ALS VOLKS(WIRTSCHAFTS)VERDUMMUNG:
KRITIK DES KAPITALISMUS DER DUMMEN KERLS
...

 

 

 

(I)    Der bekannte Dramatiker (und weniger bekannte Wahrheitsfreund) Bertolt Brecht notierte in Form eines Poems vor fünfundfünfzig Jahren, im Juni 1953, über „Nicht feststellbare Fehler der Kunstkommission“ und damalige Kunstkommissionäre: „Trotz eifrigsten Nachdenkens / Konnten sie sich nicht bestimmter Fehler erinnern, jedoch / Bestanden sie heftig darauf, / Fehler gemacht zu haben.“[1] 

 

 

(II)   Am 050308 veröffentlichte das Deutsche Institut für Wirtschaftsforschung (DIW Berlin) unterm Titel „Schrumpfende Mittelschicht“ (s)einen neuesten fünfzehnseitigen „Wochenbericht“[2]. Die dort von einem der führenden deutschen Wirtschafts(forschungs)institute plakativ verbreiteten Daten wurden rasch noch plakativer rechts-mitte-links von FAZ („Die Mittelschicht schrumpft“, 050308: 12) und FAS („In Deutschland stimmt die Balance nicht mehr, 090308: 40) übern „stern“[3] bis zum alternativen Weltökonomen Dr. Joachim Jahnke larmoyant plappernd  weitergereicht[4].

 

 

(III)   Wie bekannt und zuletzt auch von der FAZ (060308: 12) erneut bestätigt – sanken auch im letzten Jahr (2007) die mit 27.083  € jährlich (knapp 2.257 € monatlich) angegebenen „Bruttodurchschnittsverdienste“  bei einer Jahresinflation von 2,3 Prozent trotz Nominalsteigerung (von 1,3 Prozent). Analog soll auch im letzten DIW-Berichtszeitraum (2006) das Realeinkommen derer, die als „Durchschnittsverdiener“  zur „Mittelschicht“ zu zählen sein sollen, gesunken sein: „2006 gehörten nur noch 54 Prozent zur Gruppe der Durchschnittsverdiener, das entspricht rund 44 Millionen Menschen. 2000 betrug der Anteil noch 62 Prozent [...] Von dem Abstieg seien vor allem ´klassische´ Familienhaushalte betroffen.“ (FAZ 050308: 12).

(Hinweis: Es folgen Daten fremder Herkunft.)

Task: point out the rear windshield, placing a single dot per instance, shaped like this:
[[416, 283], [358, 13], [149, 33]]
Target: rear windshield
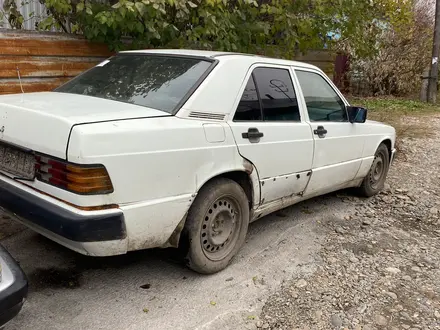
[[158, 82]]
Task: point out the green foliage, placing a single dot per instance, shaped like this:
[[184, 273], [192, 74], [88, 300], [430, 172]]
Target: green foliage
[[274, 27]]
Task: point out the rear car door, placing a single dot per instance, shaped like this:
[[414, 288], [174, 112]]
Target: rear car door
[[271, 133], [338, 143]]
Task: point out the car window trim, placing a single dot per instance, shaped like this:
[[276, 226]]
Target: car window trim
[[332, 86], [267, 66], [190, 92]]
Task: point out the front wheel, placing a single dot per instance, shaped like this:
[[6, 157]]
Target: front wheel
[[216, 226], [375, 179]]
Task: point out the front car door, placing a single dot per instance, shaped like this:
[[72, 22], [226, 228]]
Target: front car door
[[338, 143], [271, 133]]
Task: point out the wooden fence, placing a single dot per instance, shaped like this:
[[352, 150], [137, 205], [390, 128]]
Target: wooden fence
[[46, 60]]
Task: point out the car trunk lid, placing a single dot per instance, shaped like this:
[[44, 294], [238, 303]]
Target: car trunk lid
[[42, 121]]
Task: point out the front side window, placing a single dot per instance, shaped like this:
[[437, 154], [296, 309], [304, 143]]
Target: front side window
[[323, 103], [154, 81], [272, 90], [249, 107]]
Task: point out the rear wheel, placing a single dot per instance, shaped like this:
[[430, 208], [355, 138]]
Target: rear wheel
[[375, 179], [216, 226]]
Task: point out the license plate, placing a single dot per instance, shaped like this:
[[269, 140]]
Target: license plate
[[17, 163]]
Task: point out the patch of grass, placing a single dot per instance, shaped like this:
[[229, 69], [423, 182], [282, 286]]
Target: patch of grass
[[397, 112]]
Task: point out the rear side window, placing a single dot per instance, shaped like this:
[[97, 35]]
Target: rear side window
[[269, 95], [158, 82], [249, 107]]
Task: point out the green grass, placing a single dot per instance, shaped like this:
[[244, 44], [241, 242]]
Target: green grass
[[397, 111]]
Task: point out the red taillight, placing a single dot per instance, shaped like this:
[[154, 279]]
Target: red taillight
[[80, 179]]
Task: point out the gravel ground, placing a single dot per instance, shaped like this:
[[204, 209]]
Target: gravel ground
[[334, 262], [379, 266]]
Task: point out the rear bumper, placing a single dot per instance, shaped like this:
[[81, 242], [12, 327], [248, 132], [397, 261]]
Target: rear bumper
[[13, 288], [97, 233], [74, 226]]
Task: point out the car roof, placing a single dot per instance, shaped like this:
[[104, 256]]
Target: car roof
[[220, 56]]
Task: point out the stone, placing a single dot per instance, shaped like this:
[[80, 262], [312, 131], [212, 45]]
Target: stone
[[353, 259], [392, 295], [416, 269], [380, 320], [336, 321], [340, 230], [302, 283], [392, 270], [366, 222]]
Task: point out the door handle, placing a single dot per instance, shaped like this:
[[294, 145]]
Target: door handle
[[320, 131], [252, 133]]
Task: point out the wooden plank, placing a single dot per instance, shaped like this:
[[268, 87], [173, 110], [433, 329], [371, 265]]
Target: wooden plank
[[41, 85], [34, 46], [43, 66], [317, 55]]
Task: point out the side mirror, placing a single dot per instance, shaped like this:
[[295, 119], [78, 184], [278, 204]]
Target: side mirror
[[356, 114]]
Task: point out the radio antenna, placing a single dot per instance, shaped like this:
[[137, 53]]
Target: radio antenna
[[19, 79]]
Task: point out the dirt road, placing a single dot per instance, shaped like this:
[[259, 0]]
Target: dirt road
[[329, 263]]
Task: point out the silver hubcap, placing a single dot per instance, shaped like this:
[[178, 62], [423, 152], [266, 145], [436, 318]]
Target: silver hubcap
[[220, 228]]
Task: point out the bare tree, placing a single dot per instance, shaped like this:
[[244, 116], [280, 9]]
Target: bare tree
[[403, 56]]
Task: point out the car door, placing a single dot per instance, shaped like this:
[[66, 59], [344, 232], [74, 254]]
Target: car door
[[271, 133], [338, 143]]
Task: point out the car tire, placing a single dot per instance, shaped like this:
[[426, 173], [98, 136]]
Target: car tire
[[216, 226], [374, 182]]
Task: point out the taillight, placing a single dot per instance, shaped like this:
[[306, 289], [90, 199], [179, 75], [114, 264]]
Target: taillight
[[79, 179]]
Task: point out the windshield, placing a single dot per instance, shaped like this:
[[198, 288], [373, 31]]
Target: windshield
[[154, 81]]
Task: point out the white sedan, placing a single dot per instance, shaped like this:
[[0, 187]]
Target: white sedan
[[180, 148]]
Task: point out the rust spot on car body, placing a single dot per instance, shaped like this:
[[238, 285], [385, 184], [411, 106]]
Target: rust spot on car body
[[248, 167]]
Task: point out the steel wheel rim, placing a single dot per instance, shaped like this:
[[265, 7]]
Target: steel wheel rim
[[221, 228], [377, 171]]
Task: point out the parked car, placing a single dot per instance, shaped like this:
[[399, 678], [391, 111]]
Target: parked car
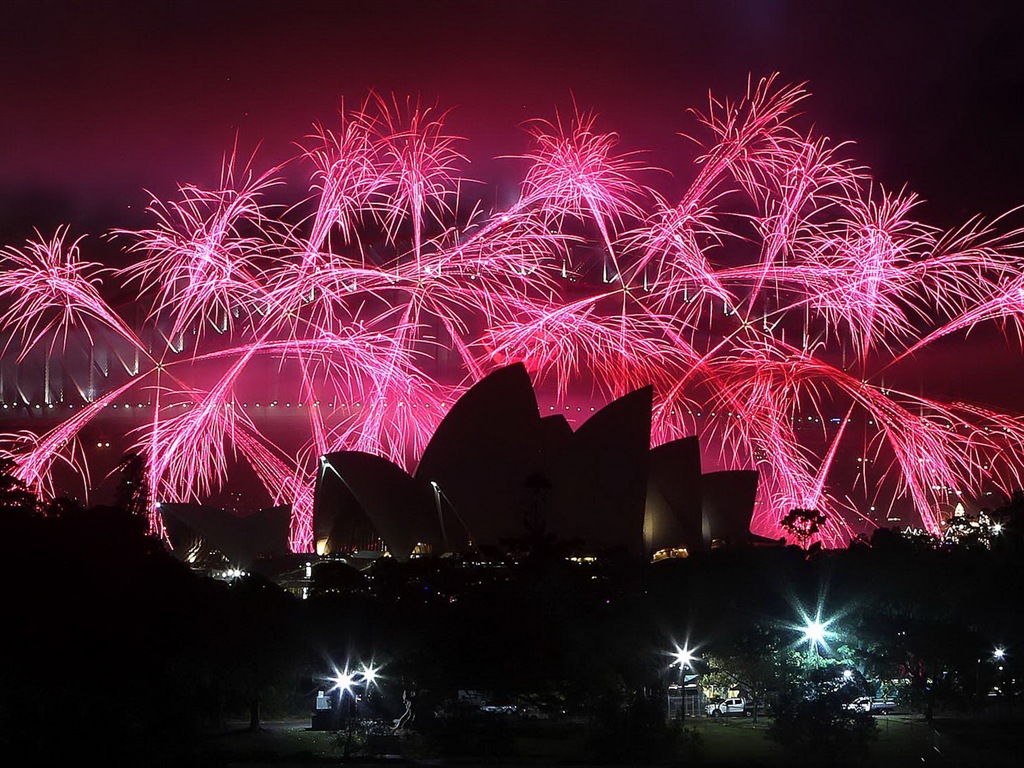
[[872, 706], [735, 707]]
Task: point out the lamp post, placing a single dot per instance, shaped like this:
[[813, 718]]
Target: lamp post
[[683, 657]]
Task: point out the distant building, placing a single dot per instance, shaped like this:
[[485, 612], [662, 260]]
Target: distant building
[[221, 543], [498, 475]]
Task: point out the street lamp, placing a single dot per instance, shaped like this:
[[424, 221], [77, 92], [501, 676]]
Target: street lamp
[[683, 657]]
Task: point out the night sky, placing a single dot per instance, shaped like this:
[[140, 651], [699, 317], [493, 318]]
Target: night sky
[[103, 100]]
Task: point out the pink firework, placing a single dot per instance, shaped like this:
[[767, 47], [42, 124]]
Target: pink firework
[[772, 304]]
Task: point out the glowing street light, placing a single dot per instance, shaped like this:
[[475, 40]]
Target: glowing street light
[[683, 657], [814, 633], [369, 674], [344, 681]]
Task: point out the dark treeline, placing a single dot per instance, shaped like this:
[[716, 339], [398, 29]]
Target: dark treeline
[[116, 647]]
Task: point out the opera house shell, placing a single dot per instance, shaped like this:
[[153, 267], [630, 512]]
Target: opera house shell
[[496, 473]]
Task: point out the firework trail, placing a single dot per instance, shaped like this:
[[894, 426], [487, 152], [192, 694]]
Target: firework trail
[[768, 305]]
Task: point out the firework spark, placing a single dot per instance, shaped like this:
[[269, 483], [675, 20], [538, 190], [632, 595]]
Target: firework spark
[[766, 304]]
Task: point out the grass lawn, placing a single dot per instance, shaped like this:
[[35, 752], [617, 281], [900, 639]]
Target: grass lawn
[[902, 740]]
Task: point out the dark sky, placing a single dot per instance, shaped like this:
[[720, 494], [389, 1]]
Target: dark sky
[[100, 99], [103, 99]]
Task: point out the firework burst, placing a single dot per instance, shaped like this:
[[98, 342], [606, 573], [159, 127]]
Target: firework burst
[[765, 305]]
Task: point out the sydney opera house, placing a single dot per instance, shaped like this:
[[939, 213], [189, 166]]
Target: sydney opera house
[[497, 473]]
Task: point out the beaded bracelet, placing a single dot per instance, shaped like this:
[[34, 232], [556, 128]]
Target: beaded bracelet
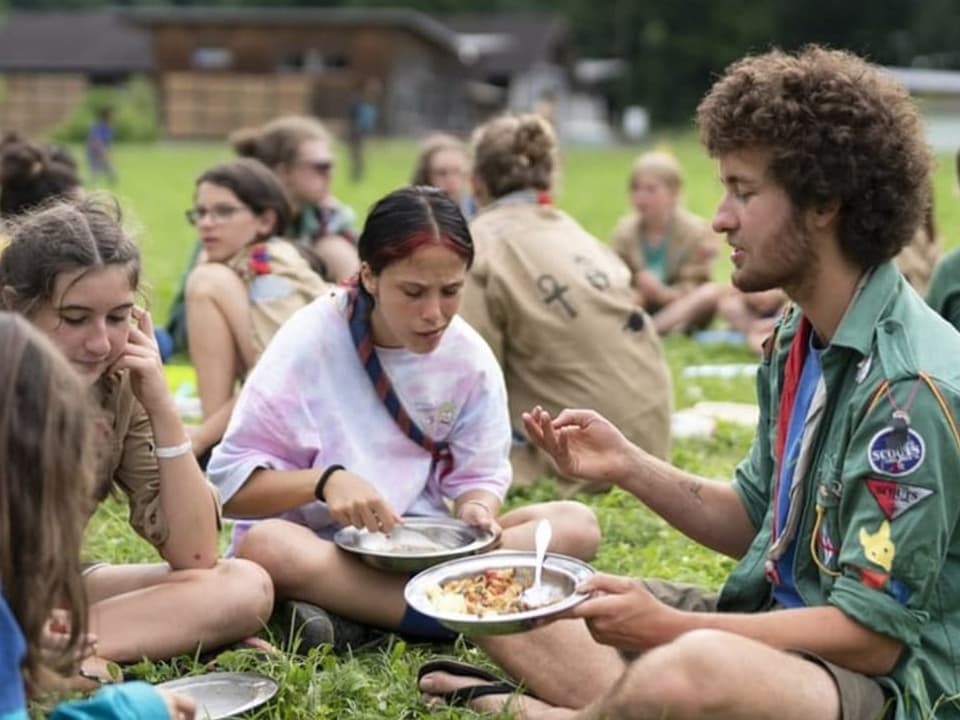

                                                                                         

 

(IV)   Bestimmt wird die „Mittelschicht“ und wer dazu gehört vom DIW durch eine breite Spanne um den sogenannten statistischen Medianwert: Nach unten wird aus der „Mittelschicht“ rausgespien, wer über weniger als 70 Prozent dieses Werts als Haushaltseinkommen verfügen kann (-> „Unterschicht“). Nach oben darf sich verabschieden, wer mehr als 150 Prozent hat (-> „Oberschicht“). Und der Plot der publizistischen DIW-Veranstaltung: Grad so, als wären die Nettofamilieneinkommen (2006) und ihre Entwicklung seit 2000 ein Staatsgeheimnis, wird im 15-seitigen DIW-Wochenbericht keine einzige €-Zahl mitgeteilt. So daß auch keine/r, der/die die Relatiefdaten liest, sich in eine soziale Beziehung zur Mittelschicht setzen kann. Das ist nachhaltige dum-dum-dum-Ökonomie oder Volks(wirtschafts)verdummung. Und keiner der von mir durchgesehenen Zeitungs-, Zeitschriften- und sonstiger Berichter hat angemerkt, daß hier jede reale DIW-Bezugsgröße fehlte, was vorausgesetzt hätte, daß es bemerkt worden wäre ... konkret befragt, konnte schließlich auch die zwei Mal um Aufklärung ersuchte DIW-Pressestelle mit keinem €-Datum dienen, sondern sich nur in beredtes Schweigen hüllen ...

 

 

(V)  Gleichwohl gelang es wie auch immer, die Grundbezugsdaten (in €) der DIW-Berechnungen zu erhalten: Unterlegt wurde 2006 als durchschnitts-reales Haushaltsnettoeinkommen der Medianwert von 16.243 € (monatlich etwa 1.354 €). (Der Medianwert und nicht der arithmetische Mittelwert wird ökonomiestatistisch deshalb benützt, weil er weniger stark Abweichungen - typischerweise als durch Quadrierung positivierte Standardabweichung berechnete Streuungen, die hier nicht mitgeteilt wurden - ausdrücken soll.) Der westliche Medianwert soll  2006 16.851 € (monatlich etwa 1.404 €), der östliche 14.242 € (monatlich etwa 1.187 €) betragen haben. Das bedeutet: Jeder realexistierende Privathaushalt, der im gegenwärtigen Deutschland in den sogenannten Fünf Neuen Ländern, der Ex-DDR (ohne Berlin), 830 € netto monatlich und weniger zur Verfügung hat – ist östliche Unterschicht (Ossi-Uschi), die östliche Oberschicht (Ossie-Oschi) beginnt ab 1.780 € netto monatlich, die östliche Mittelschicht (Ossie-Mischi) streut von 830 € bis 1.780 €.

 

 

(VI)   Analoges läßt sich sobald die drei DIW-Grunddaten bekannt sind fürs westliche Altreich, die alte BRD, berechnen: Die Wessie-Mischi liegt zwischen 983 und 2.106 € monatlichem Haushaltsnetto, wer weniger als 983  € netto monat/haushaltlich zur Verfügung hat, ist Wessie-Uschi, wer 2.106 € und mehr hat, ist Wessie-Oschi. So simpel ist das mit den eindimensional auf Basis von Haushaltseinkommensstatistik(en) berechenbaren sozialökonomischen Schichten, die entgegen der subjektiven Meinung des Ex-Vizekanzlers und -SPD-Vorsitzenden Franz („Netto“) Münteferring in dieser Form keine Erfindungen von Soziologen, sondern Ausfluß des DIW-Wochenberichts 10/2008 vom 050308 sind.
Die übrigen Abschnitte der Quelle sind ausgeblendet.